The divine Donella glares at Burt with the expression of a perturbed rhino, lacking only the threat of a large pointed horn to make the comparison perfect.
In the same way that a clatter of laughter had knocked its way through the last of Burt’s choking, so now a rattle of words raps out of him between guffaws: “Oh, damn… I’m splat… in the middle… of Forrest Gump!”
They boy is puzzled. “I know that movie,”
“Never you mind, Curtis,” Donella says. “We’re no more splat in the middle of Forrest Gump than we are in the middle of Godzilla.”
“I sure hope not, ma’am. That was one mean lizard.”
Burt is spluttering again, half choking, even though his throat was clear a moment ago, and his deteriorating condition causes the boy concern. The trucker seems on the brink of a medical emergency.
Donella declares, “If anyone around here has a box of chocolates for a brain, then he’s sitting in front of a plate of chicken and waffles.”
“That’s you, Mr. Hooper,” Curtis observes. Then he understands. “Oh.” The trucker’s tears of laughter are this poor afflicted man’s way of dealing with his loneliness, his disability, his pain. “I’m sorry, sir.” The boy feels deep sympathy for this truck-driving Gump, and he regrets being so insensitive as to have thought that Burt Hooper was simply rude. “I’d help you if I could.”
Although the trucker looks vastly amused, this is, of course, purely sham amusement to cover his embarrassment at his own shortcomings. “You help me? How?”
“If I could, I’d make you normal just like Ms. Donella and me.”
The intellectually disadvantaged trucker is so deeply touched by this expression of concern that he swivels on his stool, putting his back to Curtis, and struggles to master his emotions. Although to all appearances, Burt Hooper is striving to quell a fit of giddiness, the boy now knows that this is like the laughter of a secretly forlorn clown: genuine if you listen with just your ears, but sadly fraudulent if you listen with your heart.
Exhibiting rhinoscerosian contempt for Mr. Hooper, Donella turns away from him. “Don’t you pay any mind to him, Curtis.
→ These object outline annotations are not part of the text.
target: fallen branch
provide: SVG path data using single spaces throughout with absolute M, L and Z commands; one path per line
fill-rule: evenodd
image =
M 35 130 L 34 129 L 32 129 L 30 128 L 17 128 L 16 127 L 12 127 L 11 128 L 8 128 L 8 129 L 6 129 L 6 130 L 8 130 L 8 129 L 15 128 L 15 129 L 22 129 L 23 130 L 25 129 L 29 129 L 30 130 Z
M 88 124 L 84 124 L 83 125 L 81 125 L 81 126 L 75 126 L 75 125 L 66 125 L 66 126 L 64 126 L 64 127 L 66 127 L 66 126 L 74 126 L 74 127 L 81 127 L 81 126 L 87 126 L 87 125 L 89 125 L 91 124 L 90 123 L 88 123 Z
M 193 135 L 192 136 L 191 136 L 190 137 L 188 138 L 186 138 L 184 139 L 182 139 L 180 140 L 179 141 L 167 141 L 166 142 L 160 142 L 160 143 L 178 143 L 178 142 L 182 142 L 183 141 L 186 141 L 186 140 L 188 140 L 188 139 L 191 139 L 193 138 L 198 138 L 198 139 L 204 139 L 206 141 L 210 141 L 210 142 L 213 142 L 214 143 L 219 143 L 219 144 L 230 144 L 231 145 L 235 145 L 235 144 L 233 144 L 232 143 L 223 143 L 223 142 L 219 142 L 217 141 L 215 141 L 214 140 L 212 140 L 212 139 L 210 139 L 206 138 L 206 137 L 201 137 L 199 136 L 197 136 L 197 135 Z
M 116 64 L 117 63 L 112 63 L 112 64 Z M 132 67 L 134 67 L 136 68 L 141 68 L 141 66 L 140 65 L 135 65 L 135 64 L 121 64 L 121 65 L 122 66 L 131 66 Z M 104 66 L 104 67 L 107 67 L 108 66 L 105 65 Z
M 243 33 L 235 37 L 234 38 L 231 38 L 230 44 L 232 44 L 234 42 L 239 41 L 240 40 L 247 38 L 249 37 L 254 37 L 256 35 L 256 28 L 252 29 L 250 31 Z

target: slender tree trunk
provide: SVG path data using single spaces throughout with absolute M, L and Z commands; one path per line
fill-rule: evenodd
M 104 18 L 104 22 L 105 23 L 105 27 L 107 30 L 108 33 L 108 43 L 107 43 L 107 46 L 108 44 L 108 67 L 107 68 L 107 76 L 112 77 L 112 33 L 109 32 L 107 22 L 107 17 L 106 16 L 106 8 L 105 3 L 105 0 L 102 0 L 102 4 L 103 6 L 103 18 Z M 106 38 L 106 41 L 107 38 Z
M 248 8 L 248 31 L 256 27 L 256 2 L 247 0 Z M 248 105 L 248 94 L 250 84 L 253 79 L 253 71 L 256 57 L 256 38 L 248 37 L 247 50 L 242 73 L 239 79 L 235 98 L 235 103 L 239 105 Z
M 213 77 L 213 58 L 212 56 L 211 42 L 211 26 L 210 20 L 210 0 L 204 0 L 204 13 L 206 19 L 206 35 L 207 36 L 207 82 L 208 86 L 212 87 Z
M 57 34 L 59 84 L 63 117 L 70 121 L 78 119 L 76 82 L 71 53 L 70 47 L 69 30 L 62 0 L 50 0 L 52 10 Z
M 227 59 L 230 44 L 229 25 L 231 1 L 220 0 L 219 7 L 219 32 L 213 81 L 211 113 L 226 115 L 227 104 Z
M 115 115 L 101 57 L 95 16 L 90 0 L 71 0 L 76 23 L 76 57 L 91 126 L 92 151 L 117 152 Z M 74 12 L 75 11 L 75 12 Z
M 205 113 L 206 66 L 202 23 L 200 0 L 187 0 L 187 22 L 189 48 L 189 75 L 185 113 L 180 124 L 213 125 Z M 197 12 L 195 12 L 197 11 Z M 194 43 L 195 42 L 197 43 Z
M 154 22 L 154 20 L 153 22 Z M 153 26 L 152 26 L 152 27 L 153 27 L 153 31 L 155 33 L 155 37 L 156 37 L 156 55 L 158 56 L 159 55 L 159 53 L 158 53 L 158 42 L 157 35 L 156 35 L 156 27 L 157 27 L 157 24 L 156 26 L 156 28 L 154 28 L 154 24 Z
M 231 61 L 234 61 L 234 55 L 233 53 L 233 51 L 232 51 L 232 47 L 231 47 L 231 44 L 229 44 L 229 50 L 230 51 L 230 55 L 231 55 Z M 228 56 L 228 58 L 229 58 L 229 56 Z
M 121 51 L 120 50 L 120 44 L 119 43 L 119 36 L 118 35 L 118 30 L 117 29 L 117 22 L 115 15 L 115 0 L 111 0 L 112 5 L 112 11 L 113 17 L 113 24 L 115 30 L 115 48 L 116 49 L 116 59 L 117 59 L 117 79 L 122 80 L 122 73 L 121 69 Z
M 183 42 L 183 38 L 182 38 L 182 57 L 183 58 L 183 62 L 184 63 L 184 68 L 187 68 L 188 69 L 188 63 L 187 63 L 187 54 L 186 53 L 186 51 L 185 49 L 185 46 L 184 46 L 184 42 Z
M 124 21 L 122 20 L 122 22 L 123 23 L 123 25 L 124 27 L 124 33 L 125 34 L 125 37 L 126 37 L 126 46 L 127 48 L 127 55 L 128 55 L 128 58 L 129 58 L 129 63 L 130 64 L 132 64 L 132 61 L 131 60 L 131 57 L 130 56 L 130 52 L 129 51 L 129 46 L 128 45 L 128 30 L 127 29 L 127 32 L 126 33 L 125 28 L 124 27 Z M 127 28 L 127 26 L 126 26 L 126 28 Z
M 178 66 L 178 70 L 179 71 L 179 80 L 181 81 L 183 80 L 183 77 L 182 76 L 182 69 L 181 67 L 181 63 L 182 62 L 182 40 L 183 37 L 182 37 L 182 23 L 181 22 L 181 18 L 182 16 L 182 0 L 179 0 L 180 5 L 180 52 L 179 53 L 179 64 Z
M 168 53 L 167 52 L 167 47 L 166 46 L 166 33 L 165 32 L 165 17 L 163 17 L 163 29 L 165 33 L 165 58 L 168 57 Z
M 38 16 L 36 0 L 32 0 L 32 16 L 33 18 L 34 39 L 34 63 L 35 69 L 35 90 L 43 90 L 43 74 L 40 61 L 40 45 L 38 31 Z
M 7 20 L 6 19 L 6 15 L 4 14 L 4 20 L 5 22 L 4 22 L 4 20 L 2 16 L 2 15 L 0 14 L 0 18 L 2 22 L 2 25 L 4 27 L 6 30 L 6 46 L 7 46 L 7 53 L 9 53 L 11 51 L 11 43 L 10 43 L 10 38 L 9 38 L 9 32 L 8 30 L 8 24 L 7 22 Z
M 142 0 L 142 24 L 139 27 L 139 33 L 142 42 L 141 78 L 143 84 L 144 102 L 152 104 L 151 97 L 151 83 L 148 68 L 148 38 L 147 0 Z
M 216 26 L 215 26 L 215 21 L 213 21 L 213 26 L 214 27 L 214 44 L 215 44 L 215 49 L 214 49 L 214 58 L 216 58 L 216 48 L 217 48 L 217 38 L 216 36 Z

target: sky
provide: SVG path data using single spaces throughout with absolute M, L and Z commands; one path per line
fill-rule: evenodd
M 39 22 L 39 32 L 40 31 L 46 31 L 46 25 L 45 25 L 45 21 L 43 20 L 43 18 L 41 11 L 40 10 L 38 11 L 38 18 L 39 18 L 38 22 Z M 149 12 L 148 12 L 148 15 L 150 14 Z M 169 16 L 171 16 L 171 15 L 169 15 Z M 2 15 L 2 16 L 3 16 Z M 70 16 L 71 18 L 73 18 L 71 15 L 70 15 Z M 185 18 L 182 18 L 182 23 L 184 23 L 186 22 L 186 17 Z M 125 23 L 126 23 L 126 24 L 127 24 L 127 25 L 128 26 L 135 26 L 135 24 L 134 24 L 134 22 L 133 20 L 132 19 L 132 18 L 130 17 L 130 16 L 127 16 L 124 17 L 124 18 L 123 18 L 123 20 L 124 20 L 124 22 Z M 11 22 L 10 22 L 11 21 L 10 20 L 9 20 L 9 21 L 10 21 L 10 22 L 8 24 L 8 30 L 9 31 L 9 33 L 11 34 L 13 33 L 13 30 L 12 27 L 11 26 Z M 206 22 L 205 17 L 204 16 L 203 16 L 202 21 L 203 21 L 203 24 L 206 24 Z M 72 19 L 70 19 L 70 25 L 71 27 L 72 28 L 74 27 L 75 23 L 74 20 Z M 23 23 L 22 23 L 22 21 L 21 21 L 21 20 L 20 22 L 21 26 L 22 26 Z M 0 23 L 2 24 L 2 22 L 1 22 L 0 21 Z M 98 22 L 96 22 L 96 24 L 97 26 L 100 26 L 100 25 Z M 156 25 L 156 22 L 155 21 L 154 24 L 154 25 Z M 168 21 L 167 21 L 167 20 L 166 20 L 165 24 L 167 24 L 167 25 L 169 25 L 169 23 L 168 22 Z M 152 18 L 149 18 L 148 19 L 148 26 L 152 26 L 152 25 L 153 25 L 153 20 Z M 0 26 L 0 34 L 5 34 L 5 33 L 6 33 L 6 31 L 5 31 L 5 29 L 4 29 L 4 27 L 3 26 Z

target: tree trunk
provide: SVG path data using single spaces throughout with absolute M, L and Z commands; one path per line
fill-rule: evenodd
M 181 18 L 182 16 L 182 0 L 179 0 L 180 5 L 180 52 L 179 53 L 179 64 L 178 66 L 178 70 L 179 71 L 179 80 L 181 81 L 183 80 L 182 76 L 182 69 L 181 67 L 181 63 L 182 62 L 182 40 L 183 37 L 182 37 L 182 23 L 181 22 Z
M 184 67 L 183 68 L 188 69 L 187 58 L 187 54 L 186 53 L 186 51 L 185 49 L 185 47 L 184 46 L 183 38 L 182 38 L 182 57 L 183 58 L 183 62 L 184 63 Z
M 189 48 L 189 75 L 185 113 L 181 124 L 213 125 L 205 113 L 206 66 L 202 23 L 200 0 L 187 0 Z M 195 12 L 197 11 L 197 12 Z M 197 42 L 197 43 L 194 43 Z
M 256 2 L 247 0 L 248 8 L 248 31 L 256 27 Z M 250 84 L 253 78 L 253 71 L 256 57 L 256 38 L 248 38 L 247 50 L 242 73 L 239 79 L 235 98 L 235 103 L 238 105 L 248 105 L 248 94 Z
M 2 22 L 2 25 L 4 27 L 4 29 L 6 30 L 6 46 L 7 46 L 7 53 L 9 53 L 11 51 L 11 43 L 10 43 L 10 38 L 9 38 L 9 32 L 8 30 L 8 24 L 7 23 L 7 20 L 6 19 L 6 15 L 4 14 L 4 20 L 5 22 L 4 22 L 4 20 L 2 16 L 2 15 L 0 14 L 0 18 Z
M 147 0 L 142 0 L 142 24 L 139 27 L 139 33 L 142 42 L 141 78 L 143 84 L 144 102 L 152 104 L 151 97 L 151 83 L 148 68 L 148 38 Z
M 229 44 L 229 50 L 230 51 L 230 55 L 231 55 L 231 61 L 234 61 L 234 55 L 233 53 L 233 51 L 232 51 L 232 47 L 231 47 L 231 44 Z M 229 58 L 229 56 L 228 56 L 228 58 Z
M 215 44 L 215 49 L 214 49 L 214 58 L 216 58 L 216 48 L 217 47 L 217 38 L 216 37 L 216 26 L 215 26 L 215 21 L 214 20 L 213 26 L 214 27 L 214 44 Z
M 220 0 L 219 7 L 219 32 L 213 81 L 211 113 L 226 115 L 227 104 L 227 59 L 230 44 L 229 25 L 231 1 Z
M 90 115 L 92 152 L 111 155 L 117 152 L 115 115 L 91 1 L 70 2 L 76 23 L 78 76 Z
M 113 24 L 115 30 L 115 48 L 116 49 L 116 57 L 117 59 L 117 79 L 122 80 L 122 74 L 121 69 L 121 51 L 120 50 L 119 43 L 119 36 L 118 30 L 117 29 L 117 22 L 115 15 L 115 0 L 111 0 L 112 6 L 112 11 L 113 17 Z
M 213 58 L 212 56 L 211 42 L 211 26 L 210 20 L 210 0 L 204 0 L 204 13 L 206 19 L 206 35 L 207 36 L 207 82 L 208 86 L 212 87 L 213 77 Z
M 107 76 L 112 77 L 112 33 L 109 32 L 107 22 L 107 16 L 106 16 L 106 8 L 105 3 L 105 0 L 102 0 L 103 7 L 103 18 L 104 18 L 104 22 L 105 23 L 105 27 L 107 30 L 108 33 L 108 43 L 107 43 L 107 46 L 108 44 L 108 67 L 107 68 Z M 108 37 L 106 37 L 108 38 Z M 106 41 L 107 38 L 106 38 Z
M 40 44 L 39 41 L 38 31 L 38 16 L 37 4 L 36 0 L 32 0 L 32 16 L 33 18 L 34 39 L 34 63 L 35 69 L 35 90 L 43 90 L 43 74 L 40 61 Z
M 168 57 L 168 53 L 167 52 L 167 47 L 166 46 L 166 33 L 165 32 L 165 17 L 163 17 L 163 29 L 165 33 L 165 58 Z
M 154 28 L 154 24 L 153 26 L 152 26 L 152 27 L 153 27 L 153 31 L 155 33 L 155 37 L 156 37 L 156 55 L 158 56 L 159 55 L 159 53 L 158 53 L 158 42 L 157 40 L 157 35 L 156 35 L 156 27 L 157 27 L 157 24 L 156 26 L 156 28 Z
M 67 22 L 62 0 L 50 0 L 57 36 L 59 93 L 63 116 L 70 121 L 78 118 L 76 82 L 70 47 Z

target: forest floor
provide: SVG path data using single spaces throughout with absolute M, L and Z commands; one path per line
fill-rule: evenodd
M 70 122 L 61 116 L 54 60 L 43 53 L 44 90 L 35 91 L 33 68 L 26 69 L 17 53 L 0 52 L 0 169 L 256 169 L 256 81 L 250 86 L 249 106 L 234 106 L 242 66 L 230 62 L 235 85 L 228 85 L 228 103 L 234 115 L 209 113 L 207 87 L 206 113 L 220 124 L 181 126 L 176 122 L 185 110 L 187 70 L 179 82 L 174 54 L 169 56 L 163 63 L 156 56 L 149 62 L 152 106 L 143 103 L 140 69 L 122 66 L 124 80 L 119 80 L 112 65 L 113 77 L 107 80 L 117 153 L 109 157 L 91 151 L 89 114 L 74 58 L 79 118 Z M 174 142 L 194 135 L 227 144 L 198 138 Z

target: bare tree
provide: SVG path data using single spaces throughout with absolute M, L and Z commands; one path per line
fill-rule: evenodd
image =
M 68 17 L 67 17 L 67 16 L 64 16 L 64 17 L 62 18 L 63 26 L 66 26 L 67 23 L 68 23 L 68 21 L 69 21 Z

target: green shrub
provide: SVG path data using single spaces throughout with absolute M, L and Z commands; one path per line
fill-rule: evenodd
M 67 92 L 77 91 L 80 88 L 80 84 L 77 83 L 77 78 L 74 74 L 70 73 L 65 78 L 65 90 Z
He’s had every opportunity to be normal his whole life, but he’s always chosen to be just the sorry soul he is.”
This baffles the boy because he’s been under the impression that a Gump has no choice but to be a Gump, as nature made him.
“Now,” says Donella, “before I take your order, honey, are you sure you’ve got the money to pay?”
From a pocket of his jeans, he extracts a crumpled wad of currency, including the remaining proceeds from the Hammond larceny and the five bucks that the dog snatched from the breeze in the parking lot.
“Why, you are indeed a gentleman of means,” says Donella. “You just put it away for now, and pay the cashier when you leave.”
“I’m not sure it’s enough,” he worries, jamming his bankroll into his pocket again. “I need two bottles of water, a cheeseburger for my dad, a cheeseburger for me, potato chips, and probably two cheeseburgers for Old Yeller.”
“Old Yeller would be your dog?”
He beams, for he and the waitress are clearly connecting now. “That’s exactly right.”
“No sense paying big bucks for cheeseburgers when your dog will like something else better,” Donella advises.
“What’s that?”
“I’ll have the cook grill up a couple meat patties, rare, and mix them with some plain cooked rice and a little gravy. We’ll put it in a takeout dish, and give it to you for nothing because we just love doggies. Your pooch will think he’s died and gone to Heaven.”
The boy almost corrects her on two counts. First, Old Yeller in this case is a she, not a he. Second, the dog surely knows what Heaven’s like and won’t confuse paradise with a good dinner.
He raises neither issue. Bad guys are looking for him. He’s been too long in this one spot. Motion is commotion.
“Thank you, Ms. Donella. You’re as wonderful as I just knew you were when I first saw you.”